President Donald Trump’s attorney Rudy Giuliani said Monday that the President had no recollection of whether discussions about a proposed Trump Tower Moscow project went through the 2016 election, distancing himself from a claim he made Sunday.
Giuliani’s remarks were an attempt at damage control after comments he made a day prior when he said the talks about the Moscow project continued through the campaign, even possibly as late as October or November 2016. Adjusting his previous timeline, Giuliani told CNN on Monday that there was no way of determining exactly when the discussions ended because they had no record of it.
“My recent statements about discussions during the 2016 campaign between Michael Cohen and then-candidate Donald Trump about a potential Trump Moscow ‘project’ were hypothetical and not based on conversations I had with the President,” Giuliani said in a statement. “My comments did not represent the actual timing or circumstances of any such discussions. The point is that the proposal was in the earliest stage and did not advance beyond a free non-binding letter of intent.”
The project and the length of discussions around have been subject to a changing narrative and is a key part of the legal saga facing Cohen, Trump’s former attorney. The project also came up in written questions that Trump answered for special counsel Robert Mueller as a part of the broader investigation into Russian interference in the 2016 election.
When Cohen pleaded guilty to a charge from Mueller’s office in November, he said had he lied about the duration of the proposed Moscow project. Cohen had previously claimed such discussions ended in January 2016 — ahead of the Iowa caucuses and the first votes being cast in the primaries. But in his admission of guilt, Cohen called the previous statement a lie and said the discussions went through June 2016.

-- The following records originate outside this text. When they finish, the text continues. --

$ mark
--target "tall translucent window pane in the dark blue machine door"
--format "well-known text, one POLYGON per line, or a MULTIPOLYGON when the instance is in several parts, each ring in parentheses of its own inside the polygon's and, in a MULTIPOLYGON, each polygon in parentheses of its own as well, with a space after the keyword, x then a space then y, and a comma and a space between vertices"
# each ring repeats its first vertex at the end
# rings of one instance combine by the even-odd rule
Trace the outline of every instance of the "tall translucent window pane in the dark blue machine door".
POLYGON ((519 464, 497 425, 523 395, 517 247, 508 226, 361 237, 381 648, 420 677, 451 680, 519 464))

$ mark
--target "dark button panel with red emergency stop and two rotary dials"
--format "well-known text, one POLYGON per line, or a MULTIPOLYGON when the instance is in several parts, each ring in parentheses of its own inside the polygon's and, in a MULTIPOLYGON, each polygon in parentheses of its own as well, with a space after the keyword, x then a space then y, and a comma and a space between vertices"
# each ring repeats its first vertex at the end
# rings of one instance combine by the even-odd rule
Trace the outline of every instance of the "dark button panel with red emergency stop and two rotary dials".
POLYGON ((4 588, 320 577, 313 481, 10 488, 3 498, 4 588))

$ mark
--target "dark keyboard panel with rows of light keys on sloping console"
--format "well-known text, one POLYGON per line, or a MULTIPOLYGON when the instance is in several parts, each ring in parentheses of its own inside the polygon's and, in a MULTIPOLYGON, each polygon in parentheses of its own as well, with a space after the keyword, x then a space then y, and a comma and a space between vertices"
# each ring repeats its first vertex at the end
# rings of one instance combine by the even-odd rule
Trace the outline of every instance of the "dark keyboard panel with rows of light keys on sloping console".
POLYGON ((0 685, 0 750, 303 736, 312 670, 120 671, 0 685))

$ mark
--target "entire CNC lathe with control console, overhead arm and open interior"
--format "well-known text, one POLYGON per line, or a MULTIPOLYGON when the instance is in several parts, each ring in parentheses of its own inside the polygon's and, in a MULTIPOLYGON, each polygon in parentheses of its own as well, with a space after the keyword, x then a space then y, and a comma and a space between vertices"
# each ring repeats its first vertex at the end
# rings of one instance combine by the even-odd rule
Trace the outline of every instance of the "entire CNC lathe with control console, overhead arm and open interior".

Trump denied any deals with Russia
The fact that there were discussions for a Moscow project at any point during the campaign has undermined repeated denials from Trump that his company had any business dealings in Russia or that he had anything to do with Russia at all.
Trump’s discussions with Cohen about the Moscow project — regardless of when they ended — happened while Trump cozied up to Russia with his rhetoric on the campaign trail.
Throughout the 2016 campaign, Trump bucked his party’s orthodoxy and stunned his critics by repeatedly praising Russian President Vladimir Putin. He echoed Kremlin talking points on key foreign policy topics like the ongoing conflict in Ukraine, the usefulness of the NATO alliance and the fight against ISIS in Syria.
While his company secretly pursued a lucrative business deal in Moscow, Trump also publicly floated the possibility of lifting US sanctions against Russia.
Negotiations for a Trump deal in Moscow occurred around the same time that the Russian government was interfering in the 2016 US election. Trump publicly encouraged the Russians to hack Hillary Clinton’s private server, though he later said he was joking.
Giuliani’s previous comments
Giuliani suggested last month that Trump had spoken with Cohen past January 2016, and indicated that conversations occurred later than previously known. Giuliani said Trump did not really remember when the conversations took place, but was comfortable with a general answer that Trump provided Mueller, which “would have covered all the way up to November of — covered all the way up to November 2016.” He added at the time that the conversations could have been in June or July 2016.
On Sunday, Giuliani told NBC and The New York Times that talks about the project continued during the campaign.
“The President also remembers — yeah, probably up — could be up to as far as October, November. Our answers cover until the election,” Giuliani told NBC’s “Meet The Press.”
“So anytime during that period they could’ve talked about it. But the President’s recollection of it is that the — the thing had petered out quite a bit. They sent a letter of intent in. They didn’t even know where to send it they knew so little about it. They’d finally got it straightened out. And then they abandoned the project. And that’s about as much as he can remember of it. Because, remember, 2015, 2016, he’s running against 16 people for president of the United States.”
Giuliani argued on Monday, as he did a day prior to CNN, that Trump viewed the project as insignificant because it consisted at the time of only an unfunded letter of intent. Giuliani said that there was no connection between Trump’s comments related to Russia during the campaign and the proposed Trump Tower Moscow.
“It was such a minor matter, he wouldn’t have equated it,” Giuliani said.
Although Giuliani downplayed the project, there were discussions with others about it and also a discussion with Trump about going to Moscow after the Republican National Convention to help push the deal. The letter of intent was also quite detailed.